DILI is classified into intrinsic and idiosyncratic type based on the mechanism of action of drug.[4] Intrinsic or direct DILI is a predictable event due to toxic drug dosages, while idiosyncratic DILI is an unpredictable event, determined by interaction of environment or host factors with the drug.[5] Idiosyncratic reactions can occur due to metabolic or immunologic idiosyncrasies. The common dermatological drugs causing direct DILI are cyclosporin A (CsA), MTX, highly active antiretroviral therapy, and anabolic steroids, while drugs causing idiosyncratic DILI include isoniazid, ketoconazole, amoxicillin-clavulanate, cephalosporins, minocycline, fluoroquinolones, and terbinafine.[6]

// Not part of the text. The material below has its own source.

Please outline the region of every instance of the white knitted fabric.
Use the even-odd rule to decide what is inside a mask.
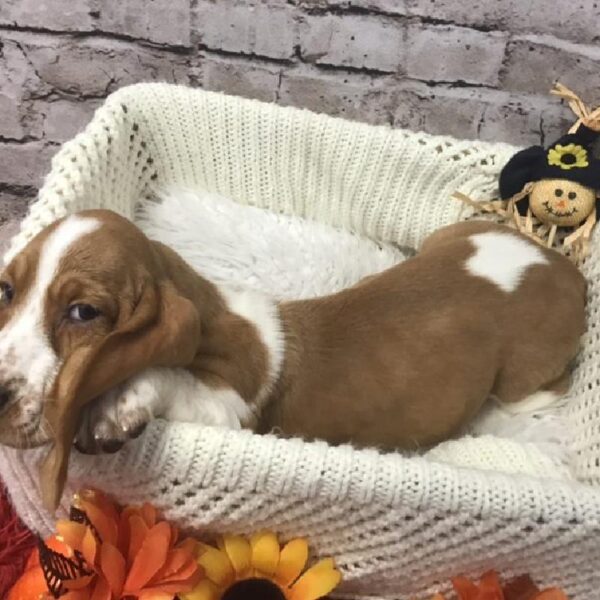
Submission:
[[[140,84],[109,97],[57,154],[8,257],[58,217],[91,207],[132,217],[150,187],[167,184],[416,247],[457,219],[453,191],[492,196],[514,151]],[[74,455],[70,489],[148,500],[194,529],[307,535],[317,554],[337,558],[340,597],[425,599],[457,573],[496,568],[600,598],[597,255],[585,272],[590,327],[568,409],[578,482],[551,479],[530,448],[493,438],[404,458],[155,422],[115,455]],[[0,472],[25,522],[47,533],[36,471],[44,452],[1,449]],[[503,452],[523,462],[516,474],[491,470],[504,468]]]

DILI is attributed to the presence of reactive metabolic intermediates and a defect in the cellular detoxification systems, leading to the persistence of these reactive intermediates.[7] Glutathione (GSH) is part of scavenging system which contributes to detoxification by binding to electrophilic compounds.[8] GSH can be depleted with heavy load of reactive intermediates as with drug overdosages and is further depleted by excessive alcohol consumption, HIV infection, and malnutrition, thus increasing a risk of DILI in these settings.[9] DILI can also result from inhibition of the bile salt export pump (BSEP), leading to increased intracellular concentrations of bile salts, which can damage mitochondria causing cytotoxicity and liver injury.[6] Potent BSEP inhibitors including CsA can lead to drug-induced cholestasis.[10] DILI can also be classified according to the pattern of liver injury based on abnormalities in liver function tests (LFTs), as hepatocellular, cholestatic, or mixed [Table 1]. Hepatocellular type of DILI is more likely to be associated with a poor outcome and a higher mortality compared to other variants.[4] Specific phenotypes of DILI seen with dermatological drugs are summarized in [Table 2].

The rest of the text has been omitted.